Streetcar service began when the section from Packards Corner to Chestnut Hill Avenue opened on May 26, 1900, connecting previously opened trackage to the east and west. The trackage was not in a center median (as were the earlier sections), but in a reservation between the southbound travel lane and southbound carriage lane. Between Warren Street and Wallingford Road to the southwest, the reservation was significantly wider than the tracks. In 1960, new southbound travel lanes were built along that section; southbound traffic now crosses the B branch tracks at Warren Street.

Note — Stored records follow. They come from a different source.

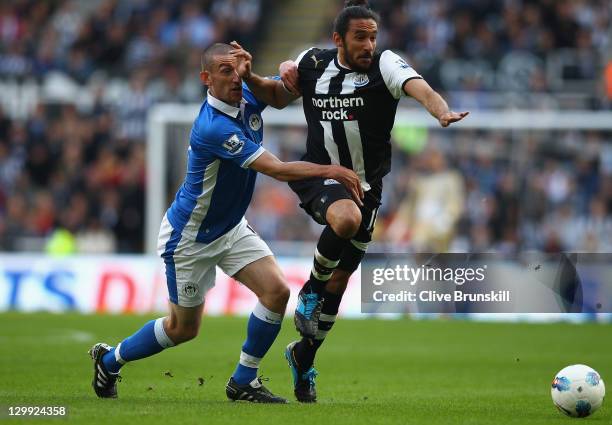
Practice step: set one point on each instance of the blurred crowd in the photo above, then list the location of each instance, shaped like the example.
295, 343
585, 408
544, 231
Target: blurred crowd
72, 174
537, 48
73, 178
473, 191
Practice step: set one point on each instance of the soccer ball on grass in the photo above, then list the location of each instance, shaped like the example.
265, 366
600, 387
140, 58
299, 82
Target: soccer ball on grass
578, 391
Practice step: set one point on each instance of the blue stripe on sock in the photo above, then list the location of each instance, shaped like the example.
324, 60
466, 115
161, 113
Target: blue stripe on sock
110, 363
260, 337
140, 345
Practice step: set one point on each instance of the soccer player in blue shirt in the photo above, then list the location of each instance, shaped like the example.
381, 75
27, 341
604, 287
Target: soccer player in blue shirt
205, 228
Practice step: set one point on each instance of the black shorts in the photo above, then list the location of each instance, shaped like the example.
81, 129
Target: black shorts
317, 194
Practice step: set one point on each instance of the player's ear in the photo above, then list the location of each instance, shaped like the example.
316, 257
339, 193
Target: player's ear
205, 77
337, 40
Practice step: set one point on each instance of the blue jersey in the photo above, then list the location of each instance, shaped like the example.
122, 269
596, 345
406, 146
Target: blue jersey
218, 186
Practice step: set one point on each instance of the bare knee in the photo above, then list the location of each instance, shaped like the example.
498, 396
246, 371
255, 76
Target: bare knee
344, 218
181, 332
338, 282
276, 296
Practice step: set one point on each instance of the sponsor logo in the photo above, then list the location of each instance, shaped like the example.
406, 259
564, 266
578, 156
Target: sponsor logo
233, 145
402, 63
561, 383
328, 182
316, 61
339, 107
592, 379
361, 80
255, 122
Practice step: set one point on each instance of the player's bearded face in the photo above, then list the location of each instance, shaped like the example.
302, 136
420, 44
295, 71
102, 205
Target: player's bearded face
225, 83
358, 46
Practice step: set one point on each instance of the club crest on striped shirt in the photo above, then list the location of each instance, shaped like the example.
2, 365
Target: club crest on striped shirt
361, 80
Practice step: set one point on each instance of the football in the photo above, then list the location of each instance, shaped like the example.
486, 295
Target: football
578, 391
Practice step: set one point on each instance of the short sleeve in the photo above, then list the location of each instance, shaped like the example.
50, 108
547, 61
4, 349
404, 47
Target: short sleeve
395, 72
301, 56
250, 97
228, 142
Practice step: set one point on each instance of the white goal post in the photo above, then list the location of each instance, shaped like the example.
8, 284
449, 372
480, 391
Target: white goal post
162, 115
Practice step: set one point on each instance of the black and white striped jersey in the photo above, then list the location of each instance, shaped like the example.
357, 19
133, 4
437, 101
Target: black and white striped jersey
350, 114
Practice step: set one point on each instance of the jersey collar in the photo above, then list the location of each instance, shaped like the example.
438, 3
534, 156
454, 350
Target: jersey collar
340, 66
230, 110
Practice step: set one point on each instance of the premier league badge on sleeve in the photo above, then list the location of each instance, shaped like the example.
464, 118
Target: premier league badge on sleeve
233, 145
255, 122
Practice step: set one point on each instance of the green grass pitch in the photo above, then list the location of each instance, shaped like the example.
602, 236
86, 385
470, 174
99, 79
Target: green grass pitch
371, 372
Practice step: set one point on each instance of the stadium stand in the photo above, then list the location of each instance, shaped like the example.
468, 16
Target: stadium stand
74, 163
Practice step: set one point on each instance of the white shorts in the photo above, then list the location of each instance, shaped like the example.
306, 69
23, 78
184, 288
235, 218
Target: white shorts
191, 266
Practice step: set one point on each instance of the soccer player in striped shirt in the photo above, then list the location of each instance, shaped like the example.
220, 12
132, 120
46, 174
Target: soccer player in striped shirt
350, 98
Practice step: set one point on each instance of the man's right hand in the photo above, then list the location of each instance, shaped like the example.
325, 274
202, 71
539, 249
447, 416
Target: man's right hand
289, 76
349, 179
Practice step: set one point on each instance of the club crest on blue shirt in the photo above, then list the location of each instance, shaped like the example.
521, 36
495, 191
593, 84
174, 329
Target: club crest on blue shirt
361, 80
233, 145
255, 122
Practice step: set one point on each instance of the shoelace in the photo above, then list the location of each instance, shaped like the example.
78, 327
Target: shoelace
311, 375
310, 304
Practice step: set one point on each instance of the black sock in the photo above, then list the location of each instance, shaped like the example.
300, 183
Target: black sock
326, 258
306, 350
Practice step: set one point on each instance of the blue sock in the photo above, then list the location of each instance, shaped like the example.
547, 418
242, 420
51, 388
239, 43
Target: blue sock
262, 329
149, 340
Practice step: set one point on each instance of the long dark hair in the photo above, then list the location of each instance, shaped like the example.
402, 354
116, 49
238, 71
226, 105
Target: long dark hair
353, 9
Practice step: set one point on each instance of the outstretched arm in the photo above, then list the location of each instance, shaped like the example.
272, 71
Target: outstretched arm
432, 101
267, 90
270, 165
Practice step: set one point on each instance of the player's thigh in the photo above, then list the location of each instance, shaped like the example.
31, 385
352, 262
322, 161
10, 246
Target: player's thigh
250, 261
355, 250
190, 266
318, 195
263, 277
185, 317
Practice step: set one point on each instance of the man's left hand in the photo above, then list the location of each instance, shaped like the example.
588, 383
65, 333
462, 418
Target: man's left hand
243, 60
450, 117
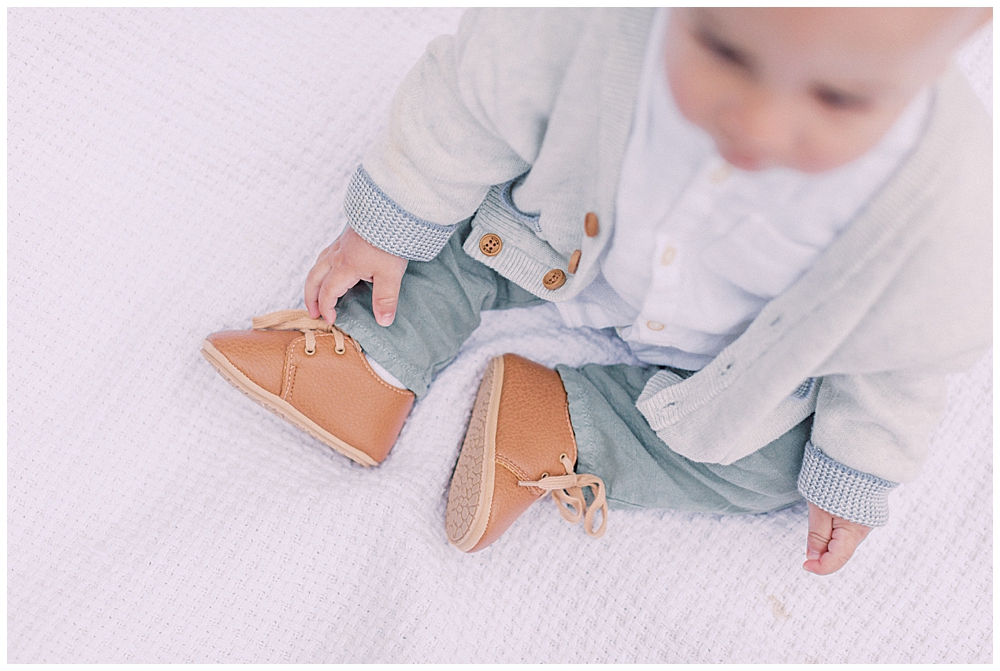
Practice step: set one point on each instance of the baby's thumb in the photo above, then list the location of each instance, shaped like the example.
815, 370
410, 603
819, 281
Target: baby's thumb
385, 296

Until 1983, the inbound platform had only a curb to separate passengers from the southbound travel lanes. While the line was shut down for track replacement from July 30 to September 10, 1983, the station was rebuilt with a low wall on the inbound platform to separate passengers from traffic, as well as a small shelter.

Track work in 2018–19, which included replacement of platform edges at several stops (not including Warren Street), triggered requirements for accessibility modifications at those stops. Planning for modifications to five B Branch stops began in 2021. In 2024, Warren Street and the other remaining non-accessible B Branch stops were added to the project. By late 2024, Warren Street and nearby were to be consolidated into a single station due to their proximity and the grade south of Warren Street, which is too steep for an accessible platform. As of July 2026, the MBTA expects to issue the $73 million design-build contract in August 2026, with construction lasting from mid-2027 to late 2028. The new platforms for the consolidated station will be located at Allston Street.